Your password scheme does not have an entropy of 0 because no one knows who all your secret sweethearts were.1 So even if someone knew your password concoction scheme, they couldn't deterministically derive your password. The link you cited as entropy 0 has no secret information. Once you know the system, the password is automatic.

This doesn't mean your password is good. It's not that good. Any cracker will use dictionaries before they use randomly generated password strings. Adam's arithmetic says your password is roughly equivalent to 10-11 random characters.

A cracker who is trying to target you might throw names and places familiar to you up at the top of those dictionaries. He or she might even see this question and concentrate specifically on names from people you're known to know. That brings your entropy way down, but still not to 0. Even knowing (hypothetically) SmithJonesJohnsonLee and having the last one narrowed down to Stevens or Kim is one bit of entropy.2 The attacker would have to have your diary or be someone who knows you extremely well1 for the scheme to have no entropy at all.

I'd run your password through zxcvbn and cut your score by 30% for each "fancied" person you have any internet contact with. Then cut it in half if anyone can link this question to the account where you want to use the password.

zxcvbn is an emulator for how a generic cracker might evaluate a password. My non-technical suggestion was to reduce its output for each person that a targeted attacker could link to you, or a lot more if this system was known to them. But even if the result is low, it's still not going to be 0.

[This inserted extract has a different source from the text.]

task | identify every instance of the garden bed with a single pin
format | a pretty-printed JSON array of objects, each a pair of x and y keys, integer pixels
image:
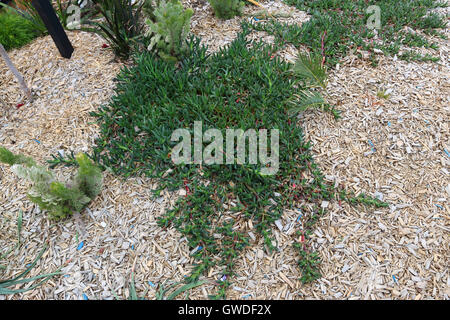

With a password of SmithJonesJohnsonLeeStevens, zxcvbn gives me guesses_log10 = 16. That's 53 bits. Insufficient, but not the worst imaginable. But for each would-be sweetie known to be connected to you, let's cut that by 30%. Then cut it in half for knowing the system you used. Now we're down to 4.5 bits. That's about 22 password guesses, which is probably too low, but maybe within an order of magnitude.3

1 I'm assuming here that the attacker is not your mom, and you didn't out yourself on LiveJournal.
2 To be clear: One bit of entropy is extremely bad. This was an example, not a suggestion.
3 22 guesses may not be enough for all five of your fancied people. But could someone do it in 300 guesses? That's 2 weeks of one guess an hour on a live system, or before you can blink for an offline crack.